PARBOABOA, Jakarta - Orang tua korban kerusuhan Mei 1998 menuntut pemerintah, di bawah kepemimpinan Presiden Jokowi lebih peduli terhadap nasib keluarga korban pelanggaran HAM era reformasi.
Tuntutan itu disampaikan salah seorang keluarga korban kerusuhan Mei 1998, Kusmiati. Ia berharap pemerintah membantu perekonomian keluarga korban kerusuhan Mei 1998.
"Harapan saya, satu jangan dilupakan keluarga korban yang sudah dipegang presiden. Ibu-ibu korban Mei ini lagi menunggu, satu ekonomi, dua kesehatan, dan tempat tinggal rumah," ujar Kusmiati kepada Parboaboa saat ditemui di depan Istana Merdeka, Kamis (11/5/2023).
Kusmiati yang telah berusia 60 tahun ini mengaku tak punya rumah tinggal sendiri. Ia harus menumpang hidup dengan anaknya yang sudah berkeluarga.
"Saya tinggalnya ikut anak-mantu. Anak saya perempuan semuanya, karena yang kerja suaminya jadi di dalam pabrik ada mess, tinggal di sana," jelasnya.
"Saya memang enggak punya rumah, lagi nuntutnya itu bantuan tempat tinggal untuk berteduh saya sendiri. Jangan sampai dilupakan, nanti ganti presiden lagi takutnya," sambung Kusmiati.
Ia juga mendesak Presiden Jokowi segera menuntaskan kasus pelanggaran HAM era reformasi.

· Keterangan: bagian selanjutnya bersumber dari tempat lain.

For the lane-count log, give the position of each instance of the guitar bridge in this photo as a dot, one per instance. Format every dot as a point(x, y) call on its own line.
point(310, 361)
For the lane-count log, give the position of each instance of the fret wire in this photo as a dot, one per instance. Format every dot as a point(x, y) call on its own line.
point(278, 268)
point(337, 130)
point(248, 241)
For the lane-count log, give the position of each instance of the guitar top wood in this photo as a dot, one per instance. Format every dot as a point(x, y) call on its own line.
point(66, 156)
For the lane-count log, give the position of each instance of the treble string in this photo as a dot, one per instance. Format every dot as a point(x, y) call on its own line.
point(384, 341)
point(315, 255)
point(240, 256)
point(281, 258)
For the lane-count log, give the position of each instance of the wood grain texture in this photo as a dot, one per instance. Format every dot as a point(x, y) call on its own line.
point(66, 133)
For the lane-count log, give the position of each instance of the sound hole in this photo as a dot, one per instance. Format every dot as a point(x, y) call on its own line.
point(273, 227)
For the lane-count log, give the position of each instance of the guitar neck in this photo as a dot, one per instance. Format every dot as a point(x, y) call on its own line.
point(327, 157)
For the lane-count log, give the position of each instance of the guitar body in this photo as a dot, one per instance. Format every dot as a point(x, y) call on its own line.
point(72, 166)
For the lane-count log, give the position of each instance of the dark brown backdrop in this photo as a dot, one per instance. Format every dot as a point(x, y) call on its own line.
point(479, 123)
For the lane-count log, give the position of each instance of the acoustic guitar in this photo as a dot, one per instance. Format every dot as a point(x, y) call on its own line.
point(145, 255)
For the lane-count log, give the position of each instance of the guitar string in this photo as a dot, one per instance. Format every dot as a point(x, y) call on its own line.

Sembari berharap pelaku pelanggaran HAM diadili seberat-beratnya.
"Ya, yang bikin kerusuhan mei itu pelanggaran HAM berat ya minta diadili seberat-berat mungkin," jelas Kusmiati.
Anak Kusmiati Tewas Terbakar
Kusmiati juga menceritakan kondisi anaknya yang menjadi korban kerusuhan Mei 1998.
Anak Kusmiati, Mustofa tewas terbakar di Yogya Plaza Klender. Kusmiati tak tahu pasti kenapa nasib anaknya menjadi demikian. Ia hanya mendapati jenazah anaknya dalam keadaan hangus terbakar di RSCM pada 16 Mei 1998.
"Korban dibakar ketemu di Mal Yogya Klender sudah gosong seperti kayak kambing guling, batas siku-batas dengkul," ujar Kusmiati.
Saat ini, lanjut Kusmiati, anaknya berpamitan setelah pulang dari sekolahnya di kawasan Pondok Bambu Jakarta Timur.
“Aku mau (main) catur ya mah,” tutur Mustofa saat berpamitan.
Setelahnya, Kusmiati harus menerima kepahitan bahwa anaknya pulang dengan kondisi tak bernyawa, bahkan jenazahnya mengenaskan.
Kerusuhan Mei 1998 disebut sebagai sejarah hitam bagi perjalanan bangsa Indonesia. Ribuan orang meninggal, termasuk kerugian materi, fisik maupun psikis saat itu.